Ketiga, tentukan strategi kalian. Penghubung antara kondisi ideal dan kekuatan adalah strategi. Idealisme juga memerlukan materi dan metode. Tidak langsung dimasak dan dimakan tanpa dicicipi. Perlu dilakukan kajian dan riset supaya strategi implementasi terhadap diri sendiri dan masyarakat sosial akan berjalan lancar dan koordinatif. Strategi harus bisa berkomunikasi dan mencerahkan setiap proses yang dilakukan. Manusia mengandalkan strategi untuk menebarkan benih-benih idealisme kepada sekitar — termasuk manusia lain.

Ketiga hal ini mendefinisikan idealisme untuk tetap bertahan dalam kondisi apapun.

Jika kita tarik kebelakang dari tulisan ini, saya sempat melempar pertanyaan kepada para pembaca sekalian. Saya sendiri ingin mencoba menjawabnya dengan kesoktahuan dan pengetahuan yang didapat selama 19 tahun hidup.

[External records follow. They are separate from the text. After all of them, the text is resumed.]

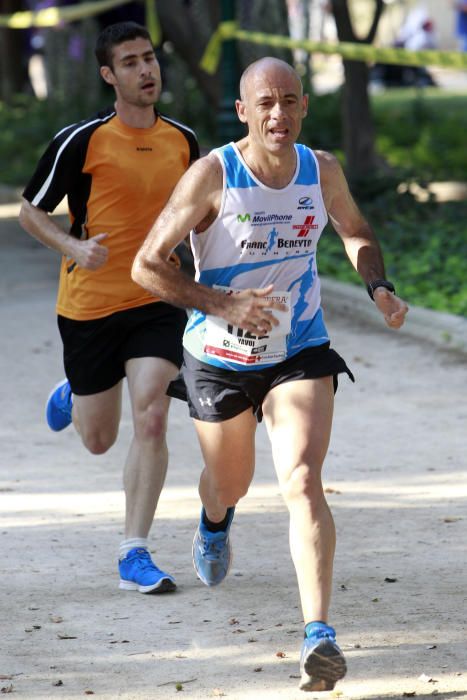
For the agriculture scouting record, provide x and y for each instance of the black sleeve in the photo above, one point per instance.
(59, 168)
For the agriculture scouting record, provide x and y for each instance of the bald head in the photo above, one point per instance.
(268, 69)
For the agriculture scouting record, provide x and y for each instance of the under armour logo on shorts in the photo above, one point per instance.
(205, 402)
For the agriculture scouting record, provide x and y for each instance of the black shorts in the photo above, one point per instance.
(95, 351)
(214, 394)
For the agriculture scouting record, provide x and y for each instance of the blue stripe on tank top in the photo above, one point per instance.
(236, 173)
(308, 174)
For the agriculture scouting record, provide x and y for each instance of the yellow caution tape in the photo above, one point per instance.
(51, 16)
(348, 51)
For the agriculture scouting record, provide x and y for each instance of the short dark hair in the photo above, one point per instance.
(116, 34)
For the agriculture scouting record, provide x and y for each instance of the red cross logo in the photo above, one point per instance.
(304, 229)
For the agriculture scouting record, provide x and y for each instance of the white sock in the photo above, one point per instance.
(126, 545)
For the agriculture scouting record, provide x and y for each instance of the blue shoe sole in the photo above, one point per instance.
(165, 585)
(202, 578)
(324, 666)
(56, 420)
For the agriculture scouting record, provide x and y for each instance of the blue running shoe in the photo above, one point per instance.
(59, 405)
(322, 663)
(212, 554)
(139, 573)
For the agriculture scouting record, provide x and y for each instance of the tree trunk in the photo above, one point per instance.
(358, 131)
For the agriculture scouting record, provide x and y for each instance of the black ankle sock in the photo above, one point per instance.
(216, 527)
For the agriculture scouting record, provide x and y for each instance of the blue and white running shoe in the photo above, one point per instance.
(59, 405)
(212, 554)
(139, 573)
(322, 663)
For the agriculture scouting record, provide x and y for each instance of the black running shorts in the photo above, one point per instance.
(95, 352)
(214, 394)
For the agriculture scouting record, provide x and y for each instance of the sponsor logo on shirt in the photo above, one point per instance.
(304, 229)
(305, 203)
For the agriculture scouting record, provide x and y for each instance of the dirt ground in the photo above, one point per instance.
(397, 485)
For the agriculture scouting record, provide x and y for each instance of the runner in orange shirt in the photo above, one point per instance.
(117, 170)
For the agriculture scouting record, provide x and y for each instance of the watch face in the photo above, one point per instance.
(380, 283)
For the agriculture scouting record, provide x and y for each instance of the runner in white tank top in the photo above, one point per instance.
(261, 236)
(256, 342)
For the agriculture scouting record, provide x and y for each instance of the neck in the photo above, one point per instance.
(134, 116)
(272, 169)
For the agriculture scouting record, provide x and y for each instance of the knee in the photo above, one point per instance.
(151, 423)
(303, 484)
(98, 441)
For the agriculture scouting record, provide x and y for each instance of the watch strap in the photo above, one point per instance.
(379, 283)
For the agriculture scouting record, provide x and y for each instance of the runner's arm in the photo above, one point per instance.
(195, 204)
(89, 253)
(360, 242)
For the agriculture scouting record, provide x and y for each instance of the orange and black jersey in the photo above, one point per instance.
(116, 179)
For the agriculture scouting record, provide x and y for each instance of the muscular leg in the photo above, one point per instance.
(298, 417)
(97, 417)
(228, 450)
(146, 463)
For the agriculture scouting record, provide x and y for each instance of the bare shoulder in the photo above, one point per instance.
(333, 181)
(206, 171)
(328, 164)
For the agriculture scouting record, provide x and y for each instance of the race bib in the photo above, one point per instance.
(237, 345)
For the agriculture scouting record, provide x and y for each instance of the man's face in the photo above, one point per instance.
(273, 106)
(135, 73)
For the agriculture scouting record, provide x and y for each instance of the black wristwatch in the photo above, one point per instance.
(379, 283)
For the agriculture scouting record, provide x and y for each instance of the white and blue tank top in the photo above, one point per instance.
(261, 236)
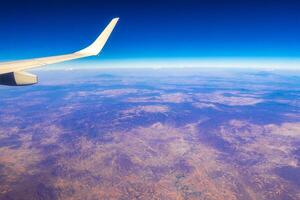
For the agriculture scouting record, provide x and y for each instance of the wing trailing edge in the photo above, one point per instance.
(92, 50)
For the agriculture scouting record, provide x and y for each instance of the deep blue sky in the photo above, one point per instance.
(152, 29)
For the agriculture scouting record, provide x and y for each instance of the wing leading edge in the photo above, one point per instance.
(92, 50)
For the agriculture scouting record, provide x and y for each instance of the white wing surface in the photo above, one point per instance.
(15, 69)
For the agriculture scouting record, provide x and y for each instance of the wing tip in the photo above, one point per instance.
(97, 45)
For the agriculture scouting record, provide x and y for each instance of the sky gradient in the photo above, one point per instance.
(152, 29)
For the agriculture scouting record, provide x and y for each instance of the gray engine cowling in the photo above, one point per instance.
(18, 79)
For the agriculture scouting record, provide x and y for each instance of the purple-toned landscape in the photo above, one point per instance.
(152, 134)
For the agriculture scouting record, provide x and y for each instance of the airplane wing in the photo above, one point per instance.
(12, 73)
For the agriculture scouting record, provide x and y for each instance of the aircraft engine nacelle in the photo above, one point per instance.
(18, 79)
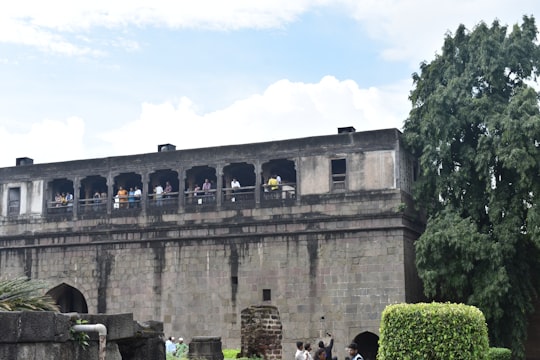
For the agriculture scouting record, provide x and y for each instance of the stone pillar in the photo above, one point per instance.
(219, 184)
(261, 332)
(205, 347)
(258, 184)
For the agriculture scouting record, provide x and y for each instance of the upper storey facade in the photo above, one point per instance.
(271, 174)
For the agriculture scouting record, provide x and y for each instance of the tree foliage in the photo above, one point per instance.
(22, 294)
(475, 127)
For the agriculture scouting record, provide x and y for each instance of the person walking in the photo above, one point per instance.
(353, 352)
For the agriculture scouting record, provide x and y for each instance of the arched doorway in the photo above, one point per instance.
(69, 299)
(368, 345)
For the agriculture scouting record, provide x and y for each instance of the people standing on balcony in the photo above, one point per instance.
(96, 200)
(58, 200)
(235, 186)
(137, 194)
(273, 183)
(299, 355)
(168, 189)
(122, 197)
(69, 201)
(207, 185)
(158, 194)
(131, 198)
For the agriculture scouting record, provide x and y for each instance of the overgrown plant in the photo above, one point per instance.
(23, 294)
(81, 337)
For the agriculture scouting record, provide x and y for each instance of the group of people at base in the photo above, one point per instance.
(303, 351)
(176, 347)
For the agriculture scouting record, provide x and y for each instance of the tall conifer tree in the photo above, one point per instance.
(475, 126)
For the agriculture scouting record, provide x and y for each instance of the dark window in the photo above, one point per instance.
(14, 201)
(339, 174)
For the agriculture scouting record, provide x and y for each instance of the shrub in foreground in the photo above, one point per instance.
(433, 331)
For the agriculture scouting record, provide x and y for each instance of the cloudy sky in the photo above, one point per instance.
(104, 78)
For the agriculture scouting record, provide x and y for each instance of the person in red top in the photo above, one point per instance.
(122, 196)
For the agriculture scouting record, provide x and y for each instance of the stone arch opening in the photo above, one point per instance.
(368, 345)
(60, 196)
(69, 299)
(244, 173)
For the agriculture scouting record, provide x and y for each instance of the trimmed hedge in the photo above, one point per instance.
(433, 331)
(499, 354)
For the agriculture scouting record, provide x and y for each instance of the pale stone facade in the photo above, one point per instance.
(329, 255)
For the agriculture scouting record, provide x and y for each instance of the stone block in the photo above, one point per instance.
(119, 326)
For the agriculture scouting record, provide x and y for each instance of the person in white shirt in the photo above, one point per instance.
(307, 353)
(158, 191)
(235, 184)
(353, 352)
(300, 355)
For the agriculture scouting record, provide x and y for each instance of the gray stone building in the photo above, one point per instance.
(329, 246)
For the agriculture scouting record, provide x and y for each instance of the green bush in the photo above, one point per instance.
(230, 353)
(433, 331)
(499, 354)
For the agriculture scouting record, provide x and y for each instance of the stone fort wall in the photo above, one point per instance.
(343, 262)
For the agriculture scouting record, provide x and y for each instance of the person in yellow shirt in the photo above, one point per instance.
(273, 183)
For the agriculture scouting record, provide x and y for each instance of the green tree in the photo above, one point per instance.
(475, 127)
(22, 294)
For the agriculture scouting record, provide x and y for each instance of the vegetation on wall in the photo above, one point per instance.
(475, 127)
(432, 331)
(22, 294)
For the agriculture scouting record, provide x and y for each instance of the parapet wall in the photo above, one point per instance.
(46, 336)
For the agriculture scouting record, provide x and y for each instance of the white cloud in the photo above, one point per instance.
(284, 110)
(412, 30)
(46, 141)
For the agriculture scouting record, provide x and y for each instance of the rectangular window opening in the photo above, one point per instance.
(14, 201)
(339, 174)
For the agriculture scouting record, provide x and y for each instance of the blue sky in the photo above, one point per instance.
(95, 80)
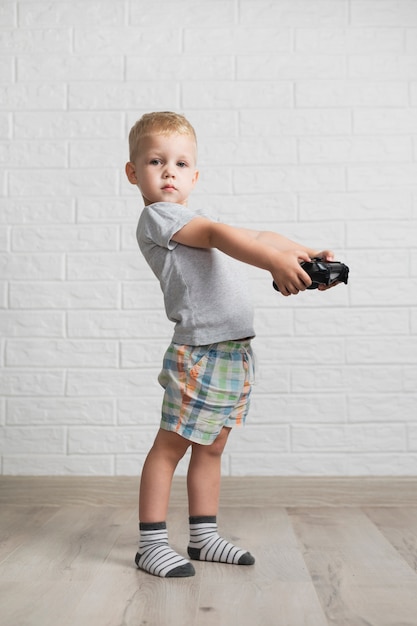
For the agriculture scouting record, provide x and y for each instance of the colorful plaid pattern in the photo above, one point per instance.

Tuhan menciptakan kita — manusia — atas dasar cita-cita apa?

Jawaban; untuk menjadi manusia yang benar-benar pemikirannya sebagai manusia.

Manusia dilahirkan dari proses hubungan antar manusia. Manusia satu menciptakan manusia lain. Berkembang menciptakan kemajuan hingga peradabakan karena kerja sama akal pikiran dan kepentingan bersama. Hal ini menyatakan bahwa sedari lahir kita sudah dimerdekakan oleh Tuhan sebagai sebuah makhluk.

Tuhan mempunyai hak kepada individu tiap-tiap dari kita. Kita sebagai ‘barang pinjaman’ tidak berhak menolak. Pembayaran yang kita lakukan adalah dengan pelaksanaan kewajiban. Bebas mendefinisikannya.

Manusia beragama, manusia sosial, manusia ideologi, manusia fasisme, manusia marhaen, dan manusia-manusia lainnya.

Asalkan tetap berazas akan adab sopan santun, akal pikiran, dan keimanan sehingga menjaga ketentraman umum.

Dengan begitu — secara tidak langsung — Tuhan menuntun kita untuk memiliki idealisme. Melalui idealisme, semua hal diatas dapat terwujud. Mandiri dalam menentukan hidup, tidak dalam sistem perbudakan atau tawanan, merdeka secara fisik dan mental serta mempunyai akal kritis.

Jikalau boleh saya simpulkan sebenarnya Tuhan menciptakan kita — sebagai manusia — atas dasar cita-cita untuk menjadi manusia yang memiliki idealisme.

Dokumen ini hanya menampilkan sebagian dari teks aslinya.